Fuel your ski trip with ideal nutrition tips

What you eat on a ski vacation is important for both your performance while skiing and your health later on.
What you eat on a ski vacation is important for both your performance while skiing and your health later on.

Skiing is not a sport that everyone can do. It requires intense physical activity, strength and endurance. When you consider the freezing cold temperatures at ski resorts, you should pay more attention to your nutrition.

Dietitian Emre Uzun has given some pieces of advice to return fit and healthy from your ski vacation. He says, "The glycogen storage of muscles and hydration are the key points of success in all physical activities including skiing."

Dehydration: First of all, you need to drink more fluids than your daily need as the body consumes more energy than ordinary days when you are on a ski vacation. If you don't drink enough fluids, you may have a headache, shortness of breath, muscle pain, loss of performance, or you may be thirsty or tired. Check whether you are thirsty or not. You may not recognize that you are thirsty in cold weather. A simple urine observation will help: If you produce a small amount of urine and it is a dark color, this means your body needs fluids.

Carbohydrate Consumption: During ski holidays and most often while skiing, glycogen stored in the body is used extensively to extract the energy in muscles. Foods containing carbohydrates help muscles to work, glycogen to be filled and the body to recover the energy it consumed. This is why mountaineers have plenty of snacks with plenty of calories in their packs. How many calories does a skier burn? Emre Uzun says, "A professional skier burns 6,000 calories a day, and his or her carbohydrate consumption can go up to 60 or 65 percent." Therefore, you ideally should consume carbohydrates two hours before going to ski and during the main meal after skiing. For example, grilled chicken, steak with whole wheat pasta with tomato sauce, baked potatoes, soups, and whole grain bread are good options for skiing activities. After skiing, a banana, milk or three or four dried apricots can be consumed. Bananas are also a good magnesium source, which is effective in preventing muscle cramps.

Alcohol and Caffeine Consumption: Alcohol consumption increases dehydration and relaxes blood vessels. This both reduces body heat and causes loss of performance. Therefore, the amount of alcohol and how resistant you are to alcohol are very important. The best way is to not consume alcohol. However, you should pay attention to caffeinated beverages, which are preferred by skiers. They give endurance, strength and resistance, but they also have a diuretic effect which increases the body's loss of water.

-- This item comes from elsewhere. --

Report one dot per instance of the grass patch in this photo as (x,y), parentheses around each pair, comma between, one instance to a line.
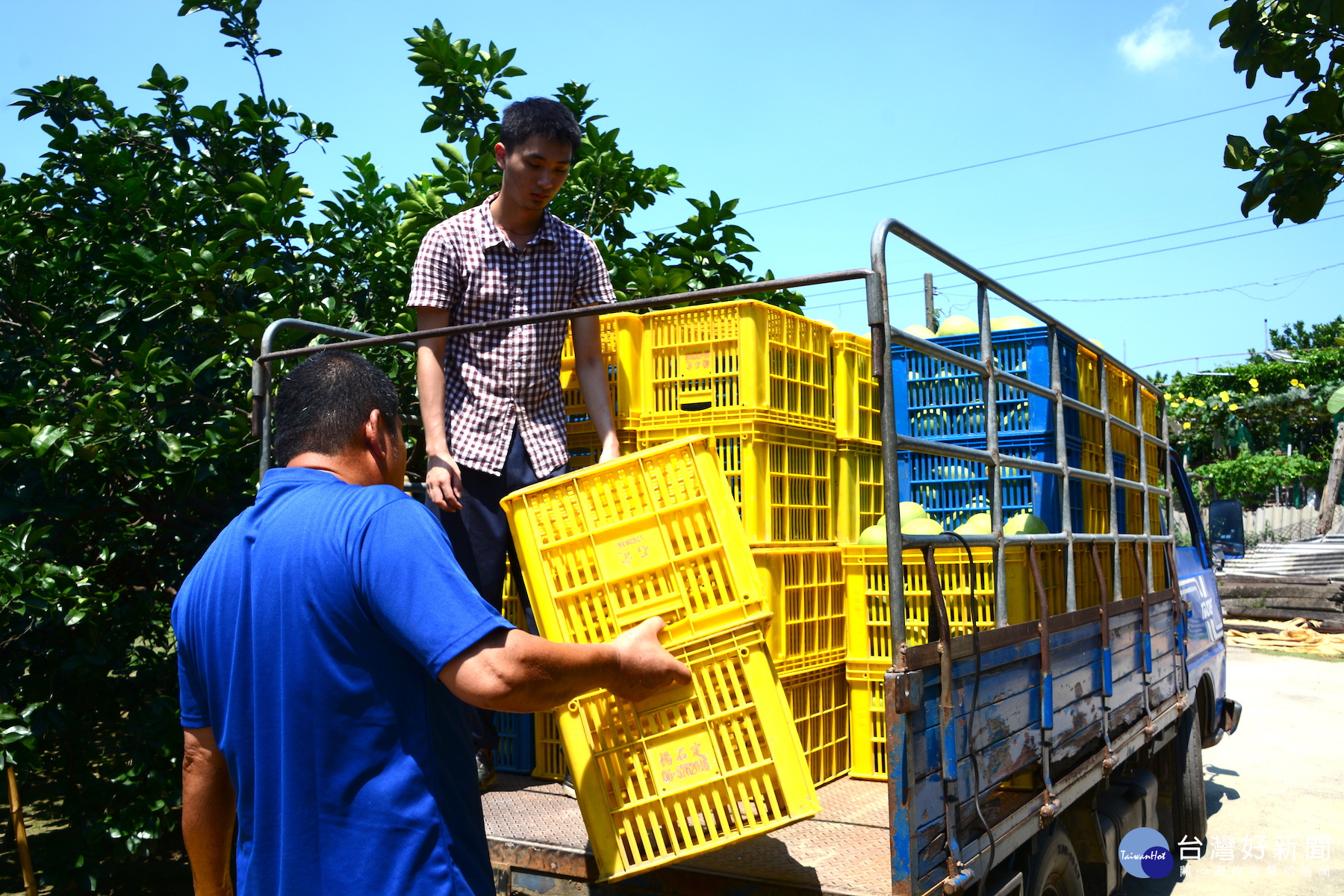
(1319,657)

Iron Levels Should Be Full: The human body is deficient without iron, and the need for iron is different in everyone. For example, men need 10 milligrams (mg) iron per day while women need 18 mg. Pregnant mothers need 27 mg, breastfeeding mothers need 18 mg and adolescents should get 15 mg. This amount may increase during your ski vacation but should not decrease. Iron deficiency is shown by fatigue, palpitations, impaired concentration and nervousness. It is best to get plenty of iron before going on a ski vacation. You can consume grilled meat, turkey, chicken, fish, eggs, oilseeds, green leafy plants and legumes. You need to take vitamin C to increase iron absorption.